I think you're confusing the Surface's purpose and target audience. It isn't meant to be replacing laptops, because it isn't a laptop. You're right when you say typing on a touch screen inefficient, slow and not always accurate. So Microsoft have thought why not put a keyboard and trackpad into the case.

So even if you don't care about Surface because Apple caters for your needs or Android does it for you, Microsoft's Surface and the OEM's who decide to make RT or tablets with 8 Pro are making the your company work harder to give your a better experience.

I get that the surface is a competitive tablet to the iPad. But the way I feel, I don't even like my iPad that much anymore because it's so useless. I can't do anything of substance on it. It's just a way to consume information a window if you will. It isn't so great at actually producing any kind of content. Not just due to the input method (touch screen) but because of the apps being so dumb and so unaware of eachother. It is difficult to move something you're working on from one app to another in a non-destructive format. It isn't like I can take a .psd from my desktop and modify it on my iPad or something like that you know?

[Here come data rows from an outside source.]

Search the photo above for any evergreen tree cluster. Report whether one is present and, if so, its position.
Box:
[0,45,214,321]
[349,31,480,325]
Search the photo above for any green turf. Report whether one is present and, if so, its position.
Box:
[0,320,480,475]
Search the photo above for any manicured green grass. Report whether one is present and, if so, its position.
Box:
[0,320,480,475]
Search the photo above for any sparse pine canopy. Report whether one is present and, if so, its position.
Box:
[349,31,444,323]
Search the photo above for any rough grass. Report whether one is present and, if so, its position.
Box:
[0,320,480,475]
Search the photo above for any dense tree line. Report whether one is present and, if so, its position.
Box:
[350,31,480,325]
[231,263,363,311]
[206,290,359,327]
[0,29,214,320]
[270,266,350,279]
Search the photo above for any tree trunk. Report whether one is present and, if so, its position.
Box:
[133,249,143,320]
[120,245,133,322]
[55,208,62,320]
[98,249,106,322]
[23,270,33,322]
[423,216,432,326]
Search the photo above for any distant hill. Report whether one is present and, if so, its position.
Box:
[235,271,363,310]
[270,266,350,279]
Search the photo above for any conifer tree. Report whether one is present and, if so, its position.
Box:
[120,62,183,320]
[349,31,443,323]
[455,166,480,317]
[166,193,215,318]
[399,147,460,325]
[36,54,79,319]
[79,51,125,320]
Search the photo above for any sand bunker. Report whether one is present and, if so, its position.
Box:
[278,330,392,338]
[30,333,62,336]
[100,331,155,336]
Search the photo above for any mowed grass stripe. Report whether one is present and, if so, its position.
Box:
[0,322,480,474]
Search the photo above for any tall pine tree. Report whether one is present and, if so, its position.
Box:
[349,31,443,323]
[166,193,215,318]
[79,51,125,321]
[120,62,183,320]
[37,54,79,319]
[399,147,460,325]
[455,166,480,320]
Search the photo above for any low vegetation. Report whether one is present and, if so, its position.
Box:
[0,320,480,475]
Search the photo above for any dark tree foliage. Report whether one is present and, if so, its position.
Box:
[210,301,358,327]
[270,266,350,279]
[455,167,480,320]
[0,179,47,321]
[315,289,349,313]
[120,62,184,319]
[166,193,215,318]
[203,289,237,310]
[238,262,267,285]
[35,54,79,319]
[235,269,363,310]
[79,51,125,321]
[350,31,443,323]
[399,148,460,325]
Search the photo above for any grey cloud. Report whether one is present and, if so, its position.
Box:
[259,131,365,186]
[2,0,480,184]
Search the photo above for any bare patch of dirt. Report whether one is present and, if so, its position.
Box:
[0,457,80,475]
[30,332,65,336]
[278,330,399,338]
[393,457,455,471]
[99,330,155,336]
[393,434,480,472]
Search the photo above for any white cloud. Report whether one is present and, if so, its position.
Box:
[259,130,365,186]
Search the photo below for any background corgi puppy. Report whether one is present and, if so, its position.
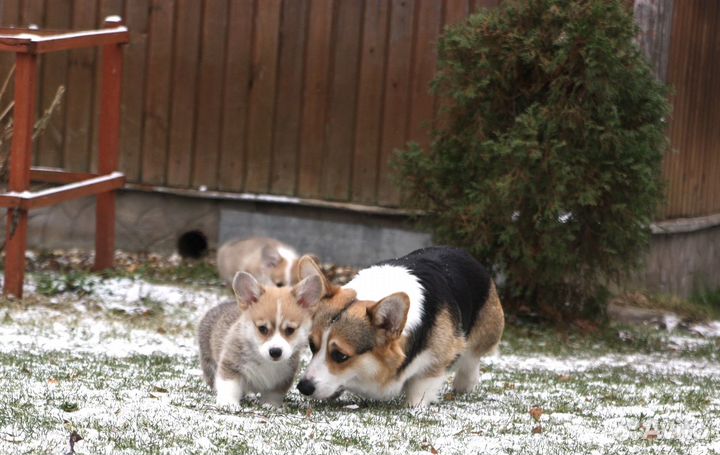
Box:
[217,237,298,286]
[298,247,505,406]
[198,272,322,405]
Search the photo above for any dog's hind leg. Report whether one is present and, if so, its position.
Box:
[453,352,480,393]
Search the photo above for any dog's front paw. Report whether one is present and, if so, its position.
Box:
[215,394,240,406]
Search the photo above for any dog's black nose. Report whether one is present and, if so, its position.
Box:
[298,379,315,396]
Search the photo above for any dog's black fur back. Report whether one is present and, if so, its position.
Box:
[378,246,491,372]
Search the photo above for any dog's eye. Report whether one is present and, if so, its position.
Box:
[330,351,350,363]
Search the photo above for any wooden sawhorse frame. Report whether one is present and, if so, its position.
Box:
[0,16,130,298]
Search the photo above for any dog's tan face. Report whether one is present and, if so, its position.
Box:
[233,272,321,361]
[299,293,409,399]
[298,258,410,399]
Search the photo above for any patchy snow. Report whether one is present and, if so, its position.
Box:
[0,278,720,455]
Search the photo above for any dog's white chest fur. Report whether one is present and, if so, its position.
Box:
[343,265,425,335]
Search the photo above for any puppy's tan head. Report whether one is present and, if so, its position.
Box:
[232,272,322,361]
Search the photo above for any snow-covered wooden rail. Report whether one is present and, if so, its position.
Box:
[0,16,130,297]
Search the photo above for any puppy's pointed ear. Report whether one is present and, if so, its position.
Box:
[297,254,335,298]
[367,292,410,341]
[233,272,265,310]
[293,275,323,310]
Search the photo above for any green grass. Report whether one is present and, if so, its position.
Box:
[0,283,720,454]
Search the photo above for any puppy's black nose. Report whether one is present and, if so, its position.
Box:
[298,379,315,396]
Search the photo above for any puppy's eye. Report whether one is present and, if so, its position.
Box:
[330,351,350,363]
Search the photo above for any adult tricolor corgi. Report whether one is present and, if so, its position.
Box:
[298,247,505,406]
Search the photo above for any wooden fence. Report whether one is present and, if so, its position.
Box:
[0,0,720,218]
[664,0,720,218]
[0,0,497,205]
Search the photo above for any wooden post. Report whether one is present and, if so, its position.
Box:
[94,16,123,270]
[3,53,37,298]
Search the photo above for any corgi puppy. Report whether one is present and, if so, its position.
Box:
[198,272,322,406]
[217,237,298,287]
[297,247,505,406]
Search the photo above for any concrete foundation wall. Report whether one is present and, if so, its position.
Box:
[14,191,431,266]
[3,191,720,297]
[636,226,720,297]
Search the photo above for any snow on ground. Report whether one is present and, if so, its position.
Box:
[0,278,720,454]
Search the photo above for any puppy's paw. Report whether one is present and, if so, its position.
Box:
[215,394,240,406]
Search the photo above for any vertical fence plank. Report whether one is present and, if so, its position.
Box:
[192,0,228,189]
[166,0,202,187]
[351,0,390,204]
[320,1,363,200]
[408,0,442,147]
[245,0,282,193]
[63,0,98,171]
[20,0,45,164]
[378,0,415,205]
[0,0,20,93]
[298,0,334,197]
[141,0,175,185]
[218,0,255,191]
[120,0,149,182]
[270,0,309,194]
[37,0,73,167]
[89,0,124,172]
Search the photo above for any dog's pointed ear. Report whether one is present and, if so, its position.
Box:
[233,272,265,310]
[296,254,335,298]
[293,275,323,310]
[367,292,410,340]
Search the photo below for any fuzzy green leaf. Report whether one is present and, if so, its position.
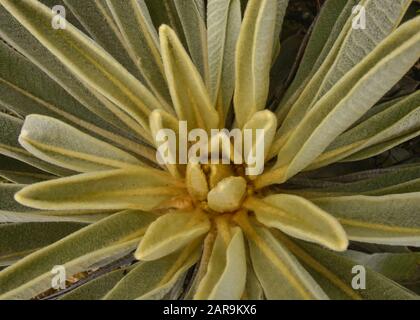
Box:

And I feel that although the surface tries to fix many of my complaints with my iPad by giving us a physical keyboard it still has other limitations that make me question the whole tablet ecosystem. I just think I can be much more productive with a mouse and keyboard on a laptop designed to be a laptop and not a device like the surface which is straddling the line between portable tablet and make-shift notebook. And keep in mind that Microsoft have said to a number of publications that the Surface Pro (the only one that can run x86 software and has a desktop environment usable by 3rd party software) will cost the same as an Ultrabook. That is very expensive when I could just buy an ultrabook anyway and use it for a lot more stuff.

And if I got the iPad priced one the ARM based Surface then I'm basically stuck with the same software complaints I have with the iPad in that the apps don't feel very advanced and aren't that aware of eachother etc.

I'm not putting the surface down for entering the tablet market. I just think the tablet market is something I'm no longer interested in after owning an iPad for about a year. I guess I've had my fill of this whole category of device and now I'm much more inclined to just buy a new Notebook. An ultrabook in fact.

So for all these reasons I'm just underwhelmed by the surface now that I've had time to think about it in more depth since the unveiling. But this isn't unique to the Surface I'd feel the same way if Apple introduced a new iPad.

A valid argument but I think an incorrect one.

Valid and incorrect? :p

Look I agree with you that tablets are for consumption. But Microsoft is pricing this new tablet of theirs in with creational devices like Ultrabooks. And they are wanting it to do everything but I don't think it will do much of anything better than an Ultrabook would. And that becomes even more true when you consider the same apps that run on these tablets will run on any Ultrabook once you install Windows 8.